The participants stressed the need for structural changes in Polish schools regarding the accessibility of psychologists and the need to strengthen teachers’ psycho-education competencies. The need to strengthen day support specialist establishments, so more children can benefit from their help, and parents’ role in preventing depressive states and behaviours, were also indicated. The conclusions and postulates from these debates are now the foundation for working out solutions to support children and youth mental health systemically.

“In recent years, schools have generally been undervalued, teachers and students have felt a bit abandoned. Therefore, we begin with a diagnosis of the well-being, mental health of pupils – how they feel at school, how we can help them, how to act so that it really is effective,” says Maciej Jakubowski, Ph.D., professor at the University of Warsaw, director of the Institute for Education Research. “We already have ready tools with which we help schools and pupils, at primary, high school, and preschool levels. It’s already happening, but we want to improve and expand the scope of these activities, so it reaches all schools in Poland.”
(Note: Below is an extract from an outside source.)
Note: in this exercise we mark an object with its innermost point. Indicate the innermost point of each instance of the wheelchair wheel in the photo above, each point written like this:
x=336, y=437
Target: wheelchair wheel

The week ended with the presentation of IBE’s new project “Supporting the availability of education for children and youth”, which identified four priorities for improving students’ mental condition: prevention, promotion of mental health, crisis support, and assistance in returning to health. To develop these actions, wide cooperation was launched between the Ministry of Education, Health, and Family and the Institute for Education Research, to which expert institutions and organizations were also invited.

“Children and youth’s mental health has not been a priority in recent years. We know that many negative things have happened, and we know that after the COVID-19 pandemic, mental health is an even bigger challenge. Therefore, this project aims to conduct a thorough diagnosis of well-being, students’ mental health, and develop effective methods and models for supporting children and youth,” emphasizes professor Maciej Jakubowski. “We want to involve various partners in this project – not only the ministry but also social partners, NGOs, and experts, to jointly develop effective student support models. But these are not things that we can solve in a few months or half a year, so the whole project is scheduled for several years.”

Experts highlight that the mental health crisis among children and youth is compounded by various factors, including isolation forced by the COVID-19 pandemic, daily stress and loneliness, high ambitions alongside parental helplessness towards children, peer hate, and uncontrolled access to social media. A significant problem is also educational pressure and student burnout resulting from the high demands of school.

The Ministry of National Education plans reforms to make it more supportive and friendly for students. Among the planned or already started changes is changing the formula of homework in public elementary schools and reforming the core curricula, consultations of which started in mid-February.

“The changes proposed by the ministry are in the right direction, because it is very important, among others, that a psychologist is available in every school for the student. However, this psychologist must also have the appropriate tools and support. Therefore, our project aims to develop such support methods for both students and teachers and psychologists, equip them with tools and ways of helping so that this support directed to students is really effective and that children and youth’s mental health improves,” emphasizes the director of the Institute of Education Research.